Lincicome still overcome by 2009 emotion
Friday, April 1, 2011
RANCHO MIRAGE, Calif. – Brittany Lincicome just can’t help herself when she walks down the 18th hole at the Kraft Nabisco Championship. Her history here causes a little bit of emotion.
Lincicome, 25, was nearly two years removed from her last win as she walked down that fairway at Mission Hills Country Club during the final round of the 2009 Kraft. Trailing Kristy McPherson by a shot, Lincicome knocked it to 4 feet and tapped in for eagle to win the third tournament of her career. She joined an elite club of players that day who have taken a dip in Poppie’s Pond, and etched a career-defining memory.
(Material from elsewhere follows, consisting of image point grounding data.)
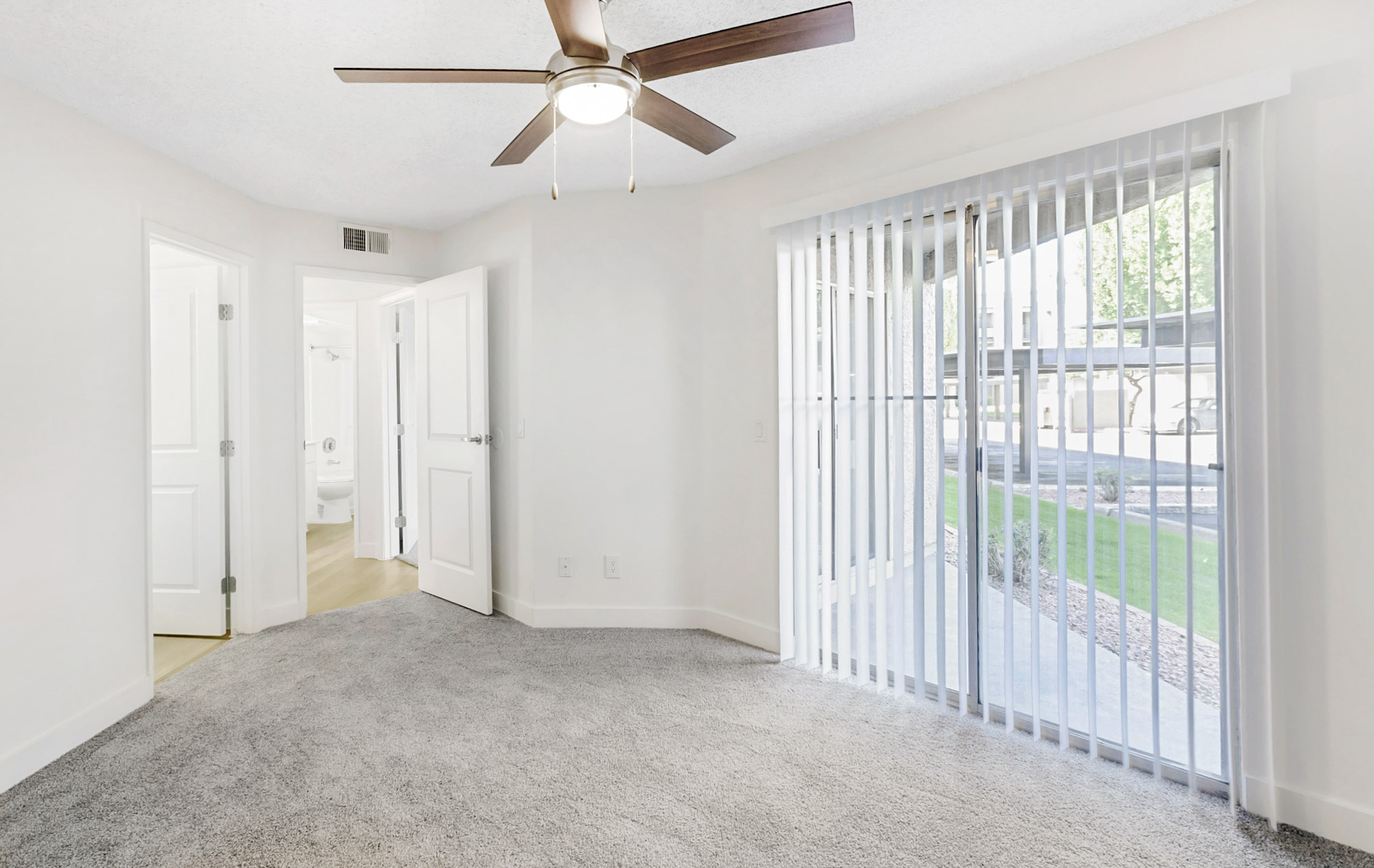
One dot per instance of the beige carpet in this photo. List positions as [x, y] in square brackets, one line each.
[413, 733]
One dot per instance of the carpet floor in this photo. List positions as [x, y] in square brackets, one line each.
[413, 733]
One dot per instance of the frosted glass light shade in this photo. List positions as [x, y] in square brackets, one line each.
[593, 102]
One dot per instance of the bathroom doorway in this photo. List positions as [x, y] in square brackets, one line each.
[359, 457]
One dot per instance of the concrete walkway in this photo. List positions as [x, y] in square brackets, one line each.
[1173, 701]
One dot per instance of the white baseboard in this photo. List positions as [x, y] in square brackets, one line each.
[1329, 818]
[681, 619]
[520, 610]
[72, 733]
[748, 632]
[281, 613]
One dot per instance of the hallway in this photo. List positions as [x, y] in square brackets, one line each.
[335, 580]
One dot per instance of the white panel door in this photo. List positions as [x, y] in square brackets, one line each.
[186, 556]
[455, 514]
Kraft Nabisco Championship (Rd. 2)
View images of Stacy Lewis, Michelle Wie and Brittany Lincicome from Round 2 of the Kraft Nabisco Championship in Rancho Mirage, California.
Thinking about that day still brings tears to her eyes when Lincicome passes through a set of grandstands and crosses the bridge to the final green amid the sound of cheering fans. As she enters that walk, there is her name, plaqued into the guard wall with the other past champions. The tall blonde – who ends many a round by giving signed memorabilia to fans, signing autographs for as long as necessary or even posing with kids and babies for photographs – only nods bashfully and turns sharply onto the bridge, a very modest smile on her face.
“I try to keep it together, but a couple of tears kind of fell just because it’s such a great memory,” she said. “It’s something that I don’t know 10 years from now – if I’m playing this event – if I’ll still get that feeling or not. I’m not sure.”
The long-hitting Lincicome is comfortable on the monstrous Dinah Shore course, and the right-to-left nature of many holes set up to her liking.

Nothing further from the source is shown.